For now, the can has been kicked down the road to the American judicial system. Lawsuits brought by city, county and state governments against OxyContin manufacturer Purdue Pharma and other Big Pharma culprits are all over the news. Too little and too late: No amount of money paid to state and local governments could ever make up for the hundreds of thousands of lives lost and families destroyed. What the scope of government should be in protecting the American people from national disasters like the opioid epidemic is subject to wide-ranging debate. Nevertheless, it is obvious that facilitating the problem and protecting and allowing the instigators to do their dirty work isn’t it.

When elected officials choose to serve the large corporations and wealthy special interests who fund their campaigns over the people who elected them, and when they and high-level administrative officials divert or cripple government in exchange for the promise of lucrative company jobs or lobbying contracts after they leave office, it is a monstrous betrayal of the people by government.

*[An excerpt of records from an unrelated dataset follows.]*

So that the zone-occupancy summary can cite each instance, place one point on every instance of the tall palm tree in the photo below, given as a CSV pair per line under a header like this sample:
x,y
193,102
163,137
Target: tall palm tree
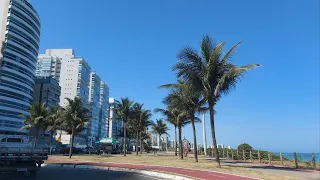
x,y
160,128
36,119
123,111
144,122
171,117
190,102
54,122
173,102
77,117
211,73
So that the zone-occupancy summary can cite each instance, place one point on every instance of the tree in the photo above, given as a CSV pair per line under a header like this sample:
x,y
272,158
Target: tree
x,y
191,103
36,119
160,128
174,105
77,117
244,147
139,121
145,121
53,122
123,111
171,117
211,73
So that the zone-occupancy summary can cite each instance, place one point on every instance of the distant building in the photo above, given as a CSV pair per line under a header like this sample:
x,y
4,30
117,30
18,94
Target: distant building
x,y
46,90
48,66
72,73
103,110
94,104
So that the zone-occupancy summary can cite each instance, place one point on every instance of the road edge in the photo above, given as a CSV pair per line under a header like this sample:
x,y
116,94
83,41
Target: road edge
x,y
143,172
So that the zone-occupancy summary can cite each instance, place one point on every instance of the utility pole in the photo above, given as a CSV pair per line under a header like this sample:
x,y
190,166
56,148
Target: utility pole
x,y
204,134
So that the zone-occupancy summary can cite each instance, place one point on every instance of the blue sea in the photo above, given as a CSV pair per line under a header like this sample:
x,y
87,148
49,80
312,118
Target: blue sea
x,y
304,157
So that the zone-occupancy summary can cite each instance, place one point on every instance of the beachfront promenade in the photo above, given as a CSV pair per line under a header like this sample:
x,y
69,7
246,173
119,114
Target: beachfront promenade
x,y
204,169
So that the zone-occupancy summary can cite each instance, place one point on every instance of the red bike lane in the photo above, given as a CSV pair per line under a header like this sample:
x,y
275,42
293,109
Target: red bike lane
x,y
191,173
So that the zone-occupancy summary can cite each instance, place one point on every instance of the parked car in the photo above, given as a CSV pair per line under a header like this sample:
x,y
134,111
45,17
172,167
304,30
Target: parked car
x,y
90,150
64,149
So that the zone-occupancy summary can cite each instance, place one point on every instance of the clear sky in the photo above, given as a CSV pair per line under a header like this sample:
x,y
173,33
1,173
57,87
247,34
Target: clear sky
x,y
133,45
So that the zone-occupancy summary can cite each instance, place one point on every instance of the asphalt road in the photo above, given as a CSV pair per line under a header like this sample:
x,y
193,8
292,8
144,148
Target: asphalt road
x,y
57,173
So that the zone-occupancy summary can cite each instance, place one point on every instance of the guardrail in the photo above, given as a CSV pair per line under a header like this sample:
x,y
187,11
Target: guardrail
x,y
23,154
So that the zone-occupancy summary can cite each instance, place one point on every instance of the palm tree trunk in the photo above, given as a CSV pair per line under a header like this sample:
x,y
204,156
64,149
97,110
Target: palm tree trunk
x,y
159,143
175,139
213,132
137,143
180,142
195,148
36,138
140,142
51,142
124,138
71,144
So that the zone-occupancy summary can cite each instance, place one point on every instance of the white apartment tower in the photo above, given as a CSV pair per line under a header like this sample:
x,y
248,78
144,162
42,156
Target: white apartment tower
x,y
94,102
72,73
104,110
19,45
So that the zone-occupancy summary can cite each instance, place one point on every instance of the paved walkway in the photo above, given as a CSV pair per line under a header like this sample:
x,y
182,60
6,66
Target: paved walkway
x,y
197,174
276,169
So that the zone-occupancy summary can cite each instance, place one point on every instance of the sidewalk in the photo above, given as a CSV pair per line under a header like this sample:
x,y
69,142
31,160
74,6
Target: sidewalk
x,y
191,173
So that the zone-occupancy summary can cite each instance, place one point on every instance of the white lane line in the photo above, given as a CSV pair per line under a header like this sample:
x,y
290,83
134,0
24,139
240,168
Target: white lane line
x,y
217,176
148,176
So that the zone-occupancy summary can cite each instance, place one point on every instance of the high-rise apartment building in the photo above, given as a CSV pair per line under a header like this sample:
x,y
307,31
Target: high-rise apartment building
x,y
72,73
104,110
48,66
19,44
94,102
47,91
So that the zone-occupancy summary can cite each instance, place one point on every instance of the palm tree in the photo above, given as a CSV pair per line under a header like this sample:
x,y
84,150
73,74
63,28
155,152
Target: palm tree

Until our campaign finance and lobbying laws are reformed to regulate money spent upon political campaigns and in influencing elected officials, the voices of ordinary citizens will continue to be drowned out by the more influential voices of the rich and powerful. Unfortunately, although many on Capitol Hill do support changing the current campaign finance and lobbying systems, a majority of them are not motivated to do so. Why should they be? As campaign winners, they are the direct beneficiaries of this most undemocratic system of electing our federal representatives. Since it is unlikely that Congress will act on its own, the American people will have to stand up en masse and demand reform.

John House is a Santa Fe resident and president of New Mexicans for Money Out of Politics.